3726 ERP recensés sur la commune en 2018

À travers son autorité de police, le maire est responsable de la sécurité des ERP, que ces bâtiments soient privés ou publics. À ce titre, une commission de sécurité les visite régulièrement. Elle est composée d’un.e élu.e représentant le maire, du Service Départemental d’Incendie et de Secours, et, dans certains cas, de la Direction Départementale des Territoires (DDT).

Sont également présents le service Sécurité civile et l’exploitant de l’établissement. Cette visite consiste à vérifier que ce dernier a réalisé tous les contrôles techniques nécessaires (gaz, électricité, système incendie, etc.) et la conformité des normes de sécurité.

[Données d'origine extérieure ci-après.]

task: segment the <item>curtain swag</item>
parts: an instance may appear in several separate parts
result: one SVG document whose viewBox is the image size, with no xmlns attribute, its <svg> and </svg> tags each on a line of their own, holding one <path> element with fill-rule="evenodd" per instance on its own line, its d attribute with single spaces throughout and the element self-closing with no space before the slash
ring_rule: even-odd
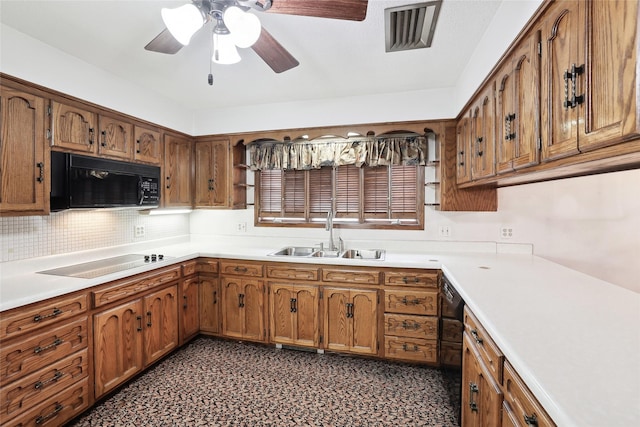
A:
<svg viewBox="0 0 640 427">
<path fill-rule="evenodd" d="M 401 136 L 250 144 L 251 169 L 319 169 L 323 166 L 424 165 L 427 138 Z"/>
</svg>

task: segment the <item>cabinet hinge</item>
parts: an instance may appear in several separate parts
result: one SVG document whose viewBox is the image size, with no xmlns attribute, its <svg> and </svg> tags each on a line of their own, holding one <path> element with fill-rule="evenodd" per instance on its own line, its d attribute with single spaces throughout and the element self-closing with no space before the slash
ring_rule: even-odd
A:
<svg viewBox="0 0 640 427">
<path fill-rule="evenodd" d="M 51 105 L 47 106 L 47 116 L 51 115 Z"/>
<path fill-rule="evenodd" d="M 324 338 L 324 337 L 323 337 L 322 335 L 320 335 L 320 344 L 322 344 L 322 339 L 323 339 L 323 338 Z"/>
<path fill-rule="evenodd" d="M 538 137 L 538 150 L 542 150 L 542 138 Z"/>
<path fill-rule="evenodd" d="M 380 304 L 380 294 L 377 295 L 378 304 Z"/>
<path fill-rule="evenodd" d="M 542 42 L 538 42 L 538 56 L 542 56 Z"/>
<path fill-rule="evenodd" d="M 322 299 L 322 296 L 324 295 L 324 292 L 320 291 L 320 299 Z"/>
<path fill-rule="evenodd" d="M 376 350 L 380 350 L 380 343 L 379 342 L 376 343 Z"/>
</svg>

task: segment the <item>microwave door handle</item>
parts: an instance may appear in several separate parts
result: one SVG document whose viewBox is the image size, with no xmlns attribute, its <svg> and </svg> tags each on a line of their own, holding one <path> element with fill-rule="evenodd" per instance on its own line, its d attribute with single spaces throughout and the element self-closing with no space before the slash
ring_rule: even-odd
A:
<svg viewBox="0 0 640 427">
<path fill-rule="evenodd" d="M 142 177 L 138 176 L 138 206 L 142 206 L 142 202 L 144 201 L 144 190 L 142 188 Z"/>
</svg>

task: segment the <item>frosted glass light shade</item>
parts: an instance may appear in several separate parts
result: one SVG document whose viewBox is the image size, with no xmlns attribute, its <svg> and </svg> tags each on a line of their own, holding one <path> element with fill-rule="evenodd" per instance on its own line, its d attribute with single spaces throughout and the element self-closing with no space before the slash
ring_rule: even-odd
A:
<svg viewBox="0 0 640 427">
<path fill-rule="evenodd" d="M 240 54 L 233 42 L 231 34 L 213 33 L 213 56 L 211 60 L 216 64 L 230 65 L 240 62 Z"/>
<path fill-rule="evenodd" d="M 229 29 L 233 42 L 240 48 L 253 46 L 262 31 L 262 25 L 256 15 L 236 6 L 225 9 L 224 24 Z"/>
<path fill-rule="evenodd" d="M 160 11 L 164 25 L 173 38 L 186 46 L 196 31 L 204 25 L 204 17 L 193 4 L 185 4 L 175 9 L 162 8 Z"/>
</svg>

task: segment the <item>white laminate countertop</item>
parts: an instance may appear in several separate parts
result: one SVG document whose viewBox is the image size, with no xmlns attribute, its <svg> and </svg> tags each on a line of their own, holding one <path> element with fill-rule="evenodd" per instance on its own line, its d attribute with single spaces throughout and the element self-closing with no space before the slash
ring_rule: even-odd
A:
<svg viewBox="0 0 640 427">
<path fill-rule="evenodd" d="M 199 256 L 266 261 L 278 247 L 189 242 L 116 247 L 0 264 L 0 311 Z M 126 253 L 173 257 L 78 279 L 37 271 Z M 640 294 L 527 254 L 395 253 L 384 261 L 302 258 L 318 264 L 442 268 L 558 426 L 640 425 Z"/>
</svg>

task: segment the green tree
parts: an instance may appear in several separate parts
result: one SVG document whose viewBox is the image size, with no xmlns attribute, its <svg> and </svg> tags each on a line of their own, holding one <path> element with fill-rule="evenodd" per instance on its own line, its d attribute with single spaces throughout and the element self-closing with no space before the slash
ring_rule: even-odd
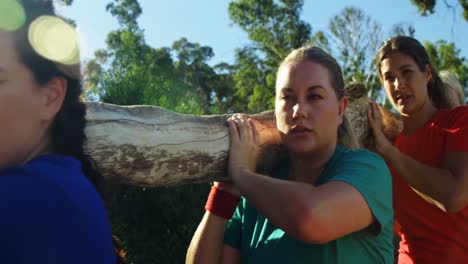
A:
<svg viewBox="0 0 468 264">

Un avis officiel est ensuite rendu en commission plénière. S’il est défavorable, le maire tranche sur la fermeture ou non de l’établissement, ou bien accordera un délai avec des préconisations pour l’exploitant.

Les IGH : ces immeubles qui nous dépassent

Il existe 6 IGH à Grenoble : l’Hôtel de Ville, les trois tours de l’Ile-Verte, l’Hôtel des Postes, l’immeuble de la Caisse Primaire d’Assurance Maladie. Leur hauteur et des étages supérieurs inaccessibles aux échelles des pompiers justifient ce traitement spécifique.

Leur conception doit prendre en compte cette particularité. Ils doivent par exemple être « divisés en compartiments autonomes », capables de contenir un sinistre s’il survient. L’autre obligation majeure est d’avoir des équipes sur place, pour une veille permanente.

Salle des machines de gestion des ascenseurs de l’Hôtel de Ville.

 ©Auriane Poillet

Et l’Hôtel de Ville ?

Le service Sécurité civile y est présent 24h/24, avec une équipe de 12 personnes en rotation. Il est basé au PC Sécurité en rez-de-chaussée. Celui-ci est équipé d’un système de centralisation des alarmes incendie.

L’équipe effectue aussi des rondes quotidiennes, est le relais des services de secours, en cas de malaise ou de chute d’une personne, et gère le Numéro Communal d’Urgence.